Government claims about pocket gopher protection remain flawed
UNFOUNDED HABITAT CLAIMS: The Mazama pocket gopher’s escalation to federal protection reveals flaws in local, state, and federal claims about their habitat.
By Melissa Genson | WatchdogWire.com
A new addition to the Endangered Species Act, the Mazama pocket gopher, is found to have popped up in the lush, rainy forests and mountains of the Pacific Northwest.
And who can blame it? The forests and mountains are beautiful.
Except there’s one problem: it’s not supposed to be there.
HERE: Officials claim that protected gophers need tall, dry grasses to survive. This residential building lot’s yard can’t be watered or tended, because it’s classified as “critical gopher habitat.”
According to federal, Washington State, and county officials, the Mazama pocket gopher is a fragile, solitary creature that is extremely picky about its habitat and its conjugal duties. They claim that the gopher won’t breed if its tastes aren’t suited — and it can’t abide heavy forests, wet soils, rocks, most vegetation, and just about anything that isn’t found in a few small patches of western Washington prairies.
It would serve to reason that it certainly couldn’t share the wet forest habitat of his fellow Northwest ESA-listed species, the northern spotted owl.
Officials claim that four Mazama “subspecies” in south Thurston County, Washington, are so isolated and reluctant to breed that they are likely to become extinct.
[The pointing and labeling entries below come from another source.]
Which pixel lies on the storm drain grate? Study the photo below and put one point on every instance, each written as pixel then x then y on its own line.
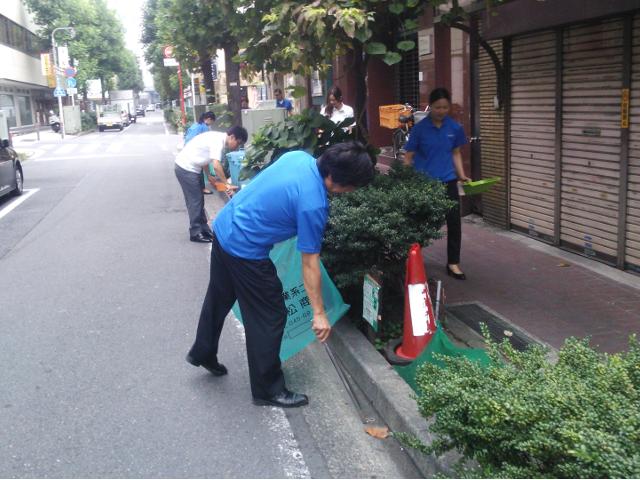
pixel 473 315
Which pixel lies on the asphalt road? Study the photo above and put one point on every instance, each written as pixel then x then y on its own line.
pixel 100 291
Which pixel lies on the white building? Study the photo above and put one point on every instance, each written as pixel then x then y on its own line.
pixel 24 94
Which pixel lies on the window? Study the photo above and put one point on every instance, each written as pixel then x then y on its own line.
pixel 24 107
pixel 6 105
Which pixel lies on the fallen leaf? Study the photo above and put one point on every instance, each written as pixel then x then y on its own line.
pixel 377 432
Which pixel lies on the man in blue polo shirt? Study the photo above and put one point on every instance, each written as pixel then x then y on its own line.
pixel 288 198
pixel 282 102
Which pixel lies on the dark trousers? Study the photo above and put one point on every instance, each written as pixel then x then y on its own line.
pixel 256 286
pixel 454 225
pixel 192 185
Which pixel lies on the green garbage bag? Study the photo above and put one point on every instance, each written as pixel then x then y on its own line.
pixel 298 333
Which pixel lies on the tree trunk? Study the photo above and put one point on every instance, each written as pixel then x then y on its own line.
pixel 233 81
pixel 205 66
pixel 360 66
pixel 102 90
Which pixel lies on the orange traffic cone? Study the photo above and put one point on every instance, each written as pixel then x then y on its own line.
pixel 419 320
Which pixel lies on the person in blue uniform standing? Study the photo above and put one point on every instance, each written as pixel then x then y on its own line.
pixel 434 149
pixel 282 102
pixel 287 199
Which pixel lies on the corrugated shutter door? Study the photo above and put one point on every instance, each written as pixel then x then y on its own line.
pixel 592 81
pixel 533 106
pixel 632 253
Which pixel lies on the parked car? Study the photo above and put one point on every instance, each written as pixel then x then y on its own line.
pixel 125 118
pixel 11 180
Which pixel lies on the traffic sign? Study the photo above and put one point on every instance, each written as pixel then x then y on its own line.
pixel 167 51
pixel 59 92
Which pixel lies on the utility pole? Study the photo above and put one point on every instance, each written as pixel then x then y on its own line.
pixel 55 72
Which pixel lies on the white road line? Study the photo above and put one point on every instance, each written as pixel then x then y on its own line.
pixel 69 147
pixel 115 148
pixel 89 157
pixel 92 147
pixel 25 194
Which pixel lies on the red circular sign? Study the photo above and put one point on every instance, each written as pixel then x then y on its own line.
pixel 167 51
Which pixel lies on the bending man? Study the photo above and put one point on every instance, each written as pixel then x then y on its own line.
pixel 287 199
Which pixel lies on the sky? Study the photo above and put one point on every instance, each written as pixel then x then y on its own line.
pixel 130 14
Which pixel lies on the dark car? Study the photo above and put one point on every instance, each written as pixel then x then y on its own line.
pixel 10 170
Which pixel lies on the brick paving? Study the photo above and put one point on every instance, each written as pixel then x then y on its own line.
pixel 521 279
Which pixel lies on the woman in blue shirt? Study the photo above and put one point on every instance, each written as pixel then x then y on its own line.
pixel 201 126
pixel 434 149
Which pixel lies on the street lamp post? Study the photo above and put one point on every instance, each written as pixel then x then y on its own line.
pixel 55 66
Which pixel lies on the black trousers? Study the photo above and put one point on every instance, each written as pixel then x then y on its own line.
pixel 192 185
pixel 256 286
pixel 454 225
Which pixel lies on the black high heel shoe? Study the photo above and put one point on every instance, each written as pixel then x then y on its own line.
pixel 457 276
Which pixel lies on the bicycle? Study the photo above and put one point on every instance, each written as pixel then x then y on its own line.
pixel 401 135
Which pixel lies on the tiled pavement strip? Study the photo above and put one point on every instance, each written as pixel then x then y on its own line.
pixel 520 278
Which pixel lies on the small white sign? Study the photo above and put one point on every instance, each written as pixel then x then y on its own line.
pixel 63 57
pixel 419 309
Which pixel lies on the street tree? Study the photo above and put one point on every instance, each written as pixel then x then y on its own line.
pixel 130 77
pixel 301 37
pixel 197 30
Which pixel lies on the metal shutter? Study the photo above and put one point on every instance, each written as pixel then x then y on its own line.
pixel 533 106
pixel 632 253
pixel 407 73
pixel 592 79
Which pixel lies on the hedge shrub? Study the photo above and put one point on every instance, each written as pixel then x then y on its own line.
pixel 579 418
pixel 374 227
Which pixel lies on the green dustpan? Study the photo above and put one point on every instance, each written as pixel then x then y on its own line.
pixel 472 188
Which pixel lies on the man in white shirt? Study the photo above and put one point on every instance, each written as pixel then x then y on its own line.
pixel 203 150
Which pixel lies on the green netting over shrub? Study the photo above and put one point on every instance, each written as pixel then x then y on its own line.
pixel 527 418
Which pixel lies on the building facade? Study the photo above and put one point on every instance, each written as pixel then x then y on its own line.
pixel 25 96
pixel 569 127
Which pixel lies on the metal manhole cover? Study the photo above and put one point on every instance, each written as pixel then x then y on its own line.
pixel 473 315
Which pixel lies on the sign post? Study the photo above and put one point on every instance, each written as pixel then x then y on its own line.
pixel 371 302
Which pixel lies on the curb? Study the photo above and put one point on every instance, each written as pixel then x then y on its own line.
pixel 387 393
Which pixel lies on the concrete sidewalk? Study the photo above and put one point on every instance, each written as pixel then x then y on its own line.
pixel 548 292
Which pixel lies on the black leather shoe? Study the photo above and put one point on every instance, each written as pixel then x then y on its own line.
pixel 200 239
pixel 284 399
pixel 213 366
pixel 457 276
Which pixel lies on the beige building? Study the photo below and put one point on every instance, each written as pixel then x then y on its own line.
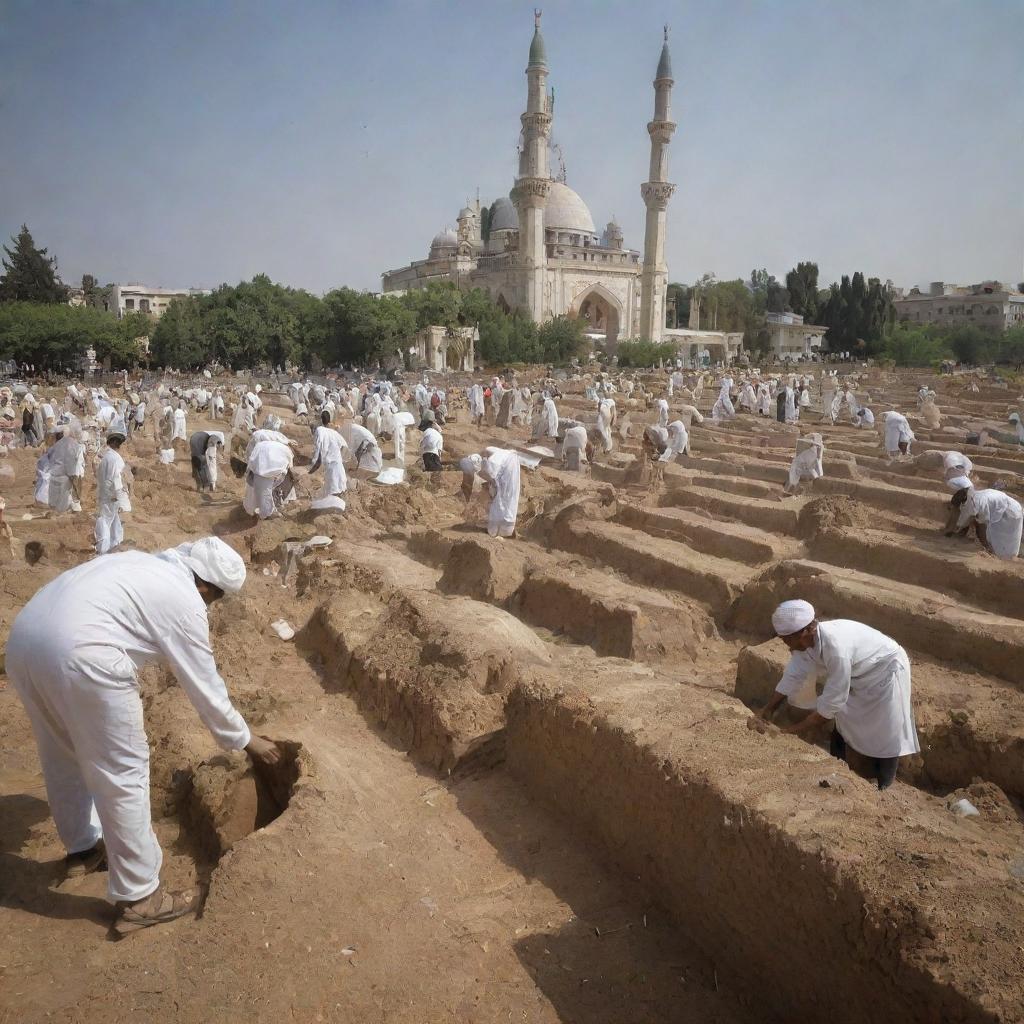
pixel 990 304
pixel 539 250
pixel 698 348
pixel 791 337
pixel 142 299
pixel 437 348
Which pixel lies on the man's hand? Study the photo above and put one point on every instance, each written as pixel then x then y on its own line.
pixel 263 750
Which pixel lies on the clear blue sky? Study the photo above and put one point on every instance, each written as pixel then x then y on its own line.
pixel 197 142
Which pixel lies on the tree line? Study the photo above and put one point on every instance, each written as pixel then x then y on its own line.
pixel 256 323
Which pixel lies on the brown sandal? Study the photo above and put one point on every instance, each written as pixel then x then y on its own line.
pixel 167 906
pixel 85 861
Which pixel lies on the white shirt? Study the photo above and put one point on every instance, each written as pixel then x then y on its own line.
pixel 110 487
pixel 866 687
pixel 110 616
pixel 328 445
pixel 432 442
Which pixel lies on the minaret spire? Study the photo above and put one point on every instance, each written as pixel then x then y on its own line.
pixel 656 192
pixel 534 182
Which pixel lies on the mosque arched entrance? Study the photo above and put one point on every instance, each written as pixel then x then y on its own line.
pixel 600 309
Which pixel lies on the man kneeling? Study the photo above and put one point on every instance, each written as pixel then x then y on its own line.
pixel 866 689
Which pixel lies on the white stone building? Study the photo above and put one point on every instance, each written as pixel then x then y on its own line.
pixel 990 304
pixel 143 299
pixel 540 250
pixel 792 338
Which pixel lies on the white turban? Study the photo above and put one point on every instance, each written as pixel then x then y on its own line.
pixel 215 562
pixel 792 616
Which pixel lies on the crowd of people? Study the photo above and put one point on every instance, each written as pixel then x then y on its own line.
pixel 76 648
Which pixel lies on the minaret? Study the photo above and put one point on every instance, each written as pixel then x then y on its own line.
pixel 656 193
pixel 529 194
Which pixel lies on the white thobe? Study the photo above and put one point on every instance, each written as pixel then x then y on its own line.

The Rochester-area subspecies allegedly boasts a massive reproductive organ that apparently also needs government protection.
As a result of these claims, heavy land-use restrictions designed to preserve habitat for these allegedly picky rodents have stripped the value and usefulness from a lot of property in south Thurston County. Residents have lost their homes and life savings because of these restrictions.
However, the pocket gopher’s escalation to federal protection reveals flaws in these powerful habitat claims.